見た目の綺麗な深海魚が入荷しました。
ヒメ目ヒメ科に分類される姫(ひめ)。深海に棲息するお姫様です。
トラギスかなと思ったのですが、模様が少し違います。ヒメならではのオレンジ色の斑紋が実に鮮やかです。視界に飛び込んでくる美しさから、料理法は”姿造り”に即決します。
ヒメの姿造り。
新鮮なヒメを捌きながら、柔らかくて甘い白身を想像します。皮目を活かしてこそと、焼霜造りにしてみました。底引き網に掛かっても、そのほとんどが捨てられてしまうそうです。もったいない、こんなに美味しい魚を!
小骨を骨切り!脂鰭を持つ原始的な魚
ヒメには脂鰭(あぶらびれ)が付いています。
鮭やヤマメ、アユなどにも見られる特殊なヒレで、背びれと尾びれの間にあります。柔らかく小さなヒレで、鰭条は無く膜のような質感です。脂鰭の役目が何であるかは定かでありませんが、スズキなどと比べても原始的な魚のようです。
美しい模様のヒメ。
ヒメの下にはヘリダラ、ミシマオコゼが並びます。
深海魚にしては珍しく、ヒメの体表には薄いながらもしっかりと鱗が付いていました。
古代食の調査によると、古代人たちは鮎やアワビを食していたと言います。鮎にも脂鰭があり、どこかでヒメともつながっているのかもしれません。地中を掘れば、何かが出てくる奈良県。今もなお、地中深くには歴史のロマンが広がります。陸と同じく、深海にも未知の世界が広がっているのでしょう。深海に多く棲息するという古代魚・・・一見無関係のようですが、奈良と深海とのひょんな繋がりを感じた次第です。
ヒメの舟盛り。
ヘリダラと鰤、イクラなども盛り込みます。
ピンとV字状に伸びた尾びれも綺麗ですね。尾びれの先に至るまで芸術的な魚です。
鋭く長い背ビレにも模様が入っています。
ヒメが流通しない最大のポイントは小骨が多いことでしょう。
主に頭に近い方に集中していましたが、さほど気になるものでもありません。今回は刺身でお出しするため、骨切りをしてから皮目をバーナーで炙りました。20cmほどの割と小さな魚ですので、炙る時間は短めがいいでしょう。あまり長く炙ると、火が入ってしまいます。
戸田漁港直送のヒメ。
水揚げされた港から、直接当館まで送って頂きました。
この頭部を見ていると、丸ごと唐揚げにしても美味しいだろうなと思わせます。
ヒメの焼霜造りとヘリダラの刺身。
手前の白身がヘリダラですが、見た目に似合わずとても淡白で美味しかったです。
キアンコウも入荷しました。
キアンコウの右で口を開けているのはシロカサゴです。その下に頭だけ覗かせるのはユメカサゴです。ヒメの周りには大衆魚のニギスの姿も確認できます。
内臓を取り出した後の魚体。
さすがに新鮮なヒメだけあって、とても綺麗な内臓でした。
和歌山市雑賀崎には「とんとん」というヒメの名物料理があるようです。ヒメのウロコを取り、細かくたたいて甘辛く煮ます。それをすし飯に乗せて「とんとんずし」として出しているようです。小骨対策として編み出された料理ですね。
骨があるから魚は食べない。
小骨の多い魚は敬遠される、骨なしの切身の方がよく売れる・・・色んな事情があるかと思いますが、これも人間サイドの勝手な思い込みですよね。実際にヒメを刺身にしてみて、さほど骨は気にならないと感じた次第です。少々の骨はよく噛んで食べればいいのです。

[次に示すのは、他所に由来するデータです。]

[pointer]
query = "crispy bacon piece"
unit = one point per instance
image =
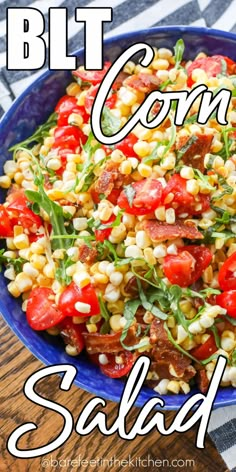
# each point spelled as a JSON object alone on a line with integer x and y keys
{"x": 160, "y": 231}
{"x": 110, "y": 178}
{"x": 103, "y": 343}
{"x": 143, "y": 82}
{"x": 164, "y": 355}
{"x": 195, "y": 153}
{"x": 119, "y": 80}
{"x": 87, "y": 254}
{"x": 202, "y": 380}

秋刀魚や鰯が不漁になり、かつての大衆魚が高級魚になりつつある時代です。
海の資源は有限です。底無しにあるわけではない、そう思えば何でも有難く頂くのが私たちの努めではないでしょうか。草の根レベルの話ではありますが、一人一人の心がけがSDGsの動きにもつながっていくことでしょう。
さざ波胡瓜や寄せ木大根を添えて供します。
いつかまた、ヒメが入荷した際には干物にして頂こうかと計画しています。